VMware vSAN [v8] – Technical Deep Dives and Tutorials
vSAN is an enterprise solution that is fully integrated with vSphere, which means that you don’t need to install additional software. When you turn on vSAN, you get a 60-day trial license to use all of the vSAN features and can perform the following functions:
• Aggregate local storage together into a single cluster-wide shared datastore
• Utilize networking for host communications
• Enhance server hardware resource utilization
• Reduce data center requirements for power and cooling
vSAN works is by taking the local storage in the ESXi host and aggregating it all together to form a single vSAN datastore. The storage devices can be SSDs, Spinning Disks, or NVMe. Once we aggregate all of the storage together, we then use the network to provide communications between the different hosts. Having a reliable network and a fast network ensures that vSAN operates optimally. Ultimately, this allows us to maximize our existing resources and our server footprint.
The administration is performed inside of the vSphere client instead of an external tool.
vSAN Cluster Types
vSAN provides four types of deployment architectures:
Single-site vSAN cluster: This is the most common type of deployment and is typically used for a single-site deployment. vSAN is able to support between 3 to 64 hosts per vSAN cluster.
Two-Node vSAN cluster: This is typically used for a small branch office or an environment that doesn’t need a large footprint. The Two-Node vSAN cluster can run a max of 25 VMs with the Remote Office Branch Office vSAN license. To fully support this deployment, a Witness is needed to ensure quorum. The witness can either be an appliance (preferred) or a physical server. If a physical server is used, an additional vSAN license is required. The witness typically runs at the main data center or a third alternative site.
Stretched vSAN Cluster: This is typically used in a metro or campus wide site, and provides geographic deployment of vSAN. This ensures if power, cooling, or network are lost at one site, the VM workload can run at another site. A max of 20 hosts are supported per data site, and vSAN supports a max of two data sites. The witness is needed at a dedicated third witness site.

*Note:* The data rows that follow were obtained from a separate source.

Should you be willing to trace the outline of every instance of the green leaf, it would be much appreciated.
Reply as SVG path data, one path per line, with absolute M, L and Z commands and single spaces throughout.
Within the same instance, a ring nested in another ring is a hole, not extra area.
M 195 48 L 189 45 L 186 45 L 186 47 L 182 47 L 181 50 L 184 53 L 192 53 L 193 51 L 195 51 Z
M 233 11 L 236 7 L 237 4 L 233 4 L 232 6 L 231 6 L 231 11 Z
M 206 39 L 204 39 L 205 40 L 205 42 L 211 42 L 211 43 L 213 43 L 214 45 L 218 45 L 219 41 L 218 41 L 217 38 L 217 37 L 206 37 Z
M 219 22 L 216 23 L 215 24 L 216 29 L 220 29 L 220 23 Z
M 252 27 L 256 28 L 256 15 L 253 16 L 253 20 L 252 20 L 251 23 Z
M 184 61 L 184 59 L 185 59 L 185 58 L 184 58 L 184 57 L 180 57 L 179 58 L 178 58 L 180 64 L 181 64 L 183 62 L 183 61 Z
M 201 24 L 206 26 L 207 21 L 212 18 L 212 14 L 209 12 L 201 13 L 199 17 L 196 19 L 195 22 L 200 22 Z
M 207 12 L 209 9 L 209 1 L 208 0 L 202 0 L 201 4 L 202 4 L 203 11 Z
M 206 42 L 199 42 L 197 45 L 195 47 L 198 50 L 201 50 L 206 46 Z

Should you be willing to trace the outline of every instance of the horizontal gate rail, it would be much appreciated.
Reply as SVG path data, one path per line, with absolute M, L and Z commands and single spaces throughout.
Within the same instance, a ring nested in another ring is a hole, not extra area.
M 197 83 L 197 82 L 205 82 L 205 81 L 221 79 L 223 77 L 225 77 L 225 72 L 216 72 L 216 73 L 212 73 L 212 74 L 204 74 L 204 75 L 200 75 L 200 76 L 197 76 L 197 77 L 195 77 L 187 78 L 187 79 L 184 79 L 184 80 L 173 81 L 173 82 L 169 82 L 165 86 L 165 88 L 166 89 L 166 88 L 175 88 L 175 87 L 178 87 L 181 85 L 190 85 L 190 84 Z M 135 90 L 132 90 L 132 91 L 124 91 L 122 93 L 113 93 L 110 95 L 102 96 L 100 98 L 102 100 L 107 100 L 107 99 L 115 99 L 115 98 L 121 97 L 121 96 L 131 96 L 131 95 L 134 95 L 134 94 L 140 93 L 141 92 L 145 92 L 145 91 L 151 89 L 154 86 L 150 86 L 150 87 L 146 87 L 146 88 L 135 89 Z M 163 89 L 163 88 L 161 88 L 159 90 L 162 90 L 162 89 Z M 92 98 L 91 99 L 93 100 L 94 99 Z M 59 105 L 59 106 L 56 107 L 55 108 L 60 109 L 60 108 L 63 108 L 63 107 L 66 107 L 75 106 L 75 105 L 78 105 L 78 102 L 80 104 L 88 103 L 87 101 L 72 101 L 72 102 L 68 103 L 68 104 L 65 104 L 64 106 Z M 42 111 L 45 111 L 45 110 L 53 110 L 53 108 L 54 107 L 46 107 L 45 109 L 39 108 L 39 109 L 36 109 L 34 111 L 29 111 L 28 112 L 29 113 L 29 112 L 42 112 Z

Cross-Cluster Capacity Sharing: This is typically used to share siloed storage between vSAN clusters. You can mount remote datastores from one vSAN cluster to another vSAN cluster either bi-directionally or unidirectionally.
vSAN Datastore
vSAN takes all of the local storage, aggregating it all together to form a single cluster-wide datastore. With vSAN, we just have one local datastore per cluster. As we add more local storage devices (SSDs, spinning disks, or NVMe), we can scale up the storage/vSAN datastore in our environment. We can also add more host to the environment, scaling out, which adds more compute and storage resources.
The vSphere Client has a couple of default storage policies, but we can create custom storage policies to fit our business needs. Storage policies allow us to tell vSAN how we want to structure data between hosts (RAID-0/1/5/6). vSAN can also provide file shares via SMB, NFS, and iSCSI to fit business needs.
vSAN Data Storage
Our ESXi hosts can support different types of datastores (vSAN, VMFS, and NFS). At the end of the day, they all store VM data, but how they store data is different. vSAN is object-based storage vs block-based storage with VMFS, and file-based storage with NFS. An example of an object would be a VMDK. If you have a VM that has two VMDKs, you’d have two VMDK objects. We then apply a storage policy to those objects. For example, VMDK 1 could have a RAID-1 mirroring policy and VMDK 2 could have a RAID-5 striping policy.